Aux Délices, 26 mai 1762.

Comme on se flatte toujours, monsieur, j’espère manger de vos navets. Je les fais planter dans une terre aussi sèche que le devient mon imagination. La maladie détruit toutes les facultés à mon âge, et je vous réponds bien que je ne ferai plus de tragédie en six jours. Je vous remercie bien sincèrement de vos graines et de vos règlements académiques[2]. Que n’ai-je la force de faire le voyage ! Que ne puis-je assister à vos séances avec le président fétiche ! Il est vrai qu’il ne serait pas mon fétiche, mais il pourrait bien être mon serpent, et surtout serpent gardien des trésors.
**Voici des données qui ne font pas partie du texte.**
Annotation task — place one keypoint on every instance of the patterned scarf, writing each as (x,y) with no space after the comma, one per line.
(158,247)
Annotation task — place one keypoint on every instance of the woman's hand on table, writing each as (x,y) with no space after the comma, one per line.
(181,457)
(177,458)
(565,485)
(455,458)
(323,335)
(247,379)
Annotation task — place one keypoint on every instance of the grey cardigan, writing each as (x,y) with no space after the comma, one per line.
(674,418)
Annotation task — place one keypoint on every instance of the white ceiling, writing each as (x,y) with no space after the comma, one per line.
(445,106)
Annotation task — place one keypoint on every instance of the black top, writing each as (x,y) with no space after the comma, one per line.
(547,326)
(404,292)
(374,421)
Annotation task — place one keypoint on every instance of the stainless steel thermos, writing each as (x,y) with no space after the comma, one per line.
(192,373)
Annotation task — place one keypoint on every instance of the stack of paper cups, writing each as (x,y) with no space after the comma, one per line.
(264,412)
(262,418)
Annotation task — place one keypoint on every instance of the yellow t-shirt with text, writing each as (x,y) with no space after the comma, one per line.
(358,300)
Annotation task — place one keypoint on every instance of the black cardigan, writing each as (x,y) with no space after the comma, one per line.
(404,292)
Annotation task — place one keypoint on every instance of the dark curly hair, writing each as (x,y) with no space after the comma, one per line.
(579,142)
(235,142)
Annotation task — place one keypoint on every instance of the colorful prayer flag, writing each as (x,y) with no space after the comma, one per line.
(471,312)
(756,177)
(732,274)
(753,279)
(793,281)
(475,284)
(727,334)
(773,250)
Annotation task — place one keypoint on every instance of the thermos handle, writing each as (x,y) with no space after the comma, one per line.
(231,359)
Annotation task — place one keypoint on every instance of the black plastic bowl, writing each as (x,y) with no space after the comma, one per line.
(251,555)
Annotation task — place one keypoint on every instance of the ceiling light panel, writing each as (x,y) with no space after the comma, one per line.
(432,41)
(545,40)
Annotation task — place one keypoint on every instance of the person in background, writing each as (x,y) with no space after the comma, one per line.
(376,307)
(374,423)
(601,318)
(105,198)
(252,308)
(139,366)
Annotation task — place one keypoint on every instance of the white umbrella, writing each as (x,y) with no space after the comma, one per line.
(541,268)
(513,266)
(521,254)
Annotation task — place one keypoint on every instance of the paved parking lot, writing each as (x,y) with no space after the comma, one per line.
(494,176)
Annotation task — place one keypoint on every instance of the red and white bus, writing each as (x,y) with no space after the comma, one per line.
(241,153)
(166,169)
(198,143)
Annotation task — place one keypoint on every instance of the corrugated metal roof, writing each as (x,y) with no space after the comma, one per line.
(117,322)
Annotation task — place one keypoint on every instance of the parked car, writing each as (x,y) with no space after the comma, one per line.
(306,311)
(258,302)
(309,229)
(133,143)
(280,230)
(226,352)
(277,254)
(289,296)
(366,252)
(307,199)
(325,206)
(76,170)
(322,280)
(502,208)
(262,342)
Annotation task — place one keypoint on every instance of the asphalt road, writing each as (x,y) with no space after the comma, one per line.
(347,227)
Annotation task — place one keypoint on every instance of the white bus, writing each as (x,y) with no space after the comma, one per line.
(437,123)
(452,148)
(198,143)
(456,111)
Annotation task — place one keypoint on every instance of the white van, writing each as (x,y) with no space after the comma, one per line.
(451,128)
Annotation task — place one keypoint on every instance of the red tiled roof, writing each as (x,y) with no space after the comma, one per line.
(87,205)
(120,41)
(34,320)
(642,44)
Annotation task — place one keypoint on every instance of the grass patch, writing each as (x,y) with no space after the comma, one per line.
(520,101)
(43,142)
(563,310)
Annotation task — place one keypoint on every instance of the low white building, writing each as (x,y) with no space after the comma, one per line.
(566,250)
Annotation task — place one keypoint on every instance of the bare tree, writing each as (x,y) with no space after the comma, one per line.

Je crois pourtant notre noise apaisée. Je voudrais en pouvoir dire autant des états et du parlement.

Pourriez-vous avoir la bonté, mon cher monsieur, de m’envoyer le mémoire du parlement et celui pour lequel votre pauvre parent est en pénitence[3] ? Je le trouve bien bon de n’avoir pas voyagé, et de s’être laissé embastiller ; il me semble qu’il a pris là un bien mauvais parti. Tout ce qui se passe dans ce monde me fait bénir ma retraite ; elle serait plus heureuse si je pouvais vous y posséder. L’état où je suis ne me permettra pas vraisemblablement la consolation de vous voir à la Marche. Tenez, voilà une Gazette de Londres, vous pouvez la montrer, et même à l’abbé de Cîteaux, pourvu que vous ne disiez point de qui vous la tenez, de peur que je ne sois excommunié et que je meure déconfès.

Je vous embrasse tendrement et vous regrette toujours.

  1. Éditeur, Th. Foisset.
  2. Les règlements de l’Académie de Dijon.
  3. M. Joly de Bévy, alors conseiller, depuis président au parlement de Dijon, mort en 1822. Sa brochure intitulée le Parlement outragé est devenue d’une rareté excessive. (Voyez Barbier, Dictionnaire des Anonymes.)